Toutes les cartes sont sur la table. Le cours des événements indiquera lesquelles prendront le plus de poids et lesquelles seront écartées. La décision et le rôle des États-Unis est claire, ils posent des temps, des tactiques, ils déploient une force que la droite n’a pas au niveau national. Les élections régionales d’octobre seront des élections-clé : un bon résultat du chavisme enlèverait du poids au secteur de la droite vénézuélienne qui parie sur la résolution électorale. Cela renforcerait la thèse qu’on ne peut sortir le chavisme du gouvernement que par la force, par un bras armé, articulé avec une intervention plus grande venant d’une autre frontière, comme la Colombie ou le Brésil.
Marco Teruggi
Source : Le Grand Soir, https://www.legrandsoir.info/quelle-forme-aurait-une-intervention-militaire-nord-americaine-au-venezuela-hasta-el-nocau.html
Bonjour,
On nous dit un peu partout que le Venezuela est en crise depuis que le prix du petrole a baissé, mais pourquoi a t‑il baissé, alors qu’il devrait plutot augmenter étant donné sa raréfaction a terme ? Il a donc baissé de façon artificielle et choisie par qui OPEP, US ? pourquoi le Venezuela a t‑il accepté cette baisse si elle allait mettre le pays en crise ? quels liens y a t‑il avec la production de petrole américain ?
merci pour les réponses éventuelles
Le pétrole est le principal revenu externe du Venezuela, le pays obtient des dollars à la place. Il y a aussi les emprunts en dollars (ou autres monnaies, euro, rouble, yen,…). Toutes ces monnaies étrangères leur permettent d’acheter des biens qui sont produits hors du Venezuela (car ils n’en ont pas la technologie ou l’industrie).
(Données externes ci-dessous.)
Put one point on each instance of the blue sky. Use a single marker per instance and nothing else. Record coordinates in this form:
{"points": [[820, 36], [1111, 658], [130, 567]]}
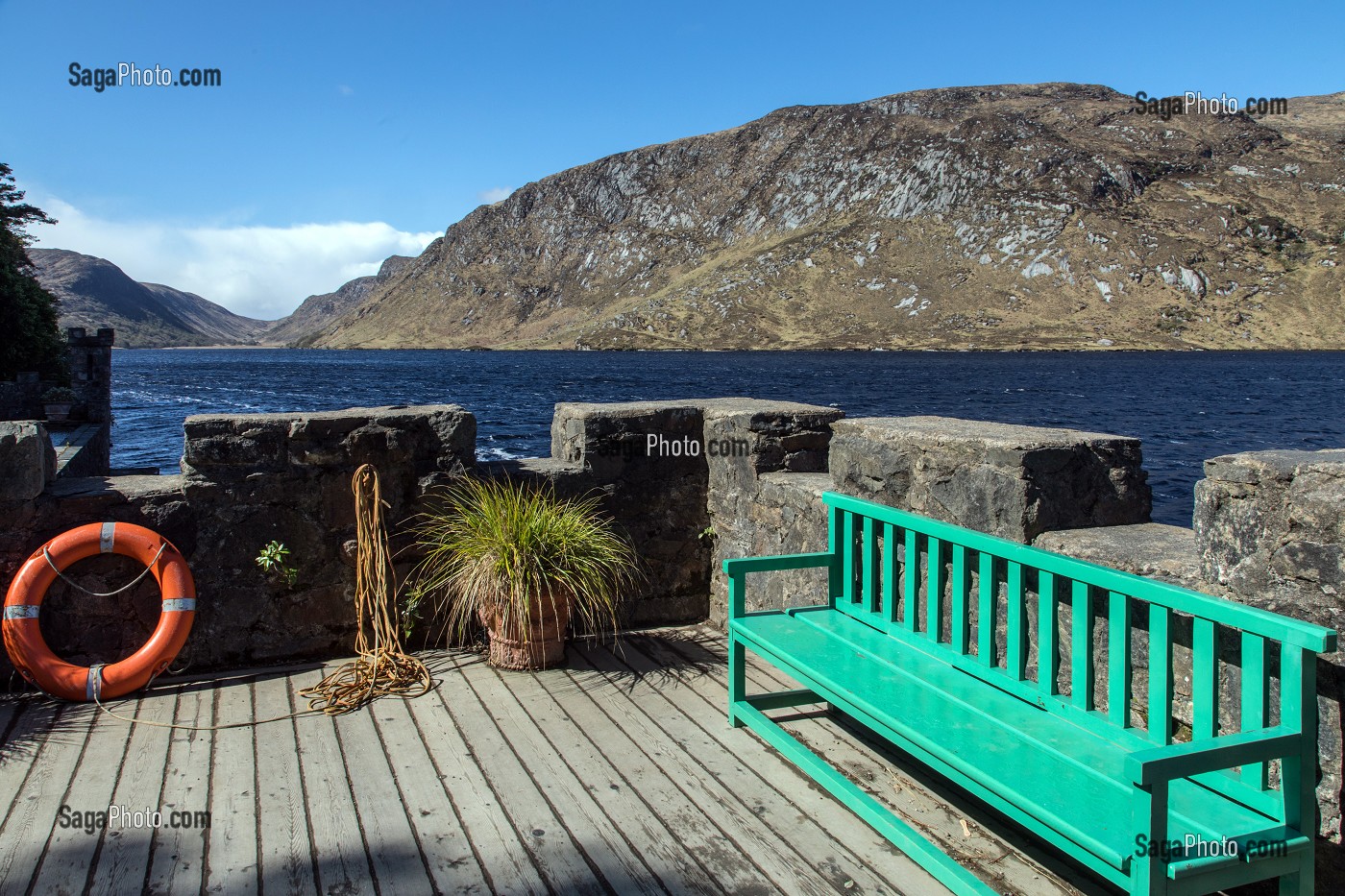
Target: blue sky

Le Venezuela tout seul n’a pas (ou peu) d’influence sur le prix du pétrole, mais bien l’ensemble des producteurs. S’il y a des accords tacites pour maintenir des prix bas, cela permet de faire tomber certains producteurs fragiles (comme le Venezuela pour l’instant). « Fragile » car attaqué de toutes parts par l’Occident : embargos externes et paralysie interne de l’économie et la politique. Les USA viennent encore de décider de nouvelles sanctions : « La Maison Blanche a imposé vendredi de nouvelles sanctions au Venezuela visant à restreindre l’accès du régime de Nicolas Maduro aux capitaux étrangers dont il a un besoin crucial. /AFP »
Le Venezuela est isolé par tous les moyens comme l’a été Cuba, comme on pourrait l’imaginer d’une cellule cancéreuse dont on vise la mort.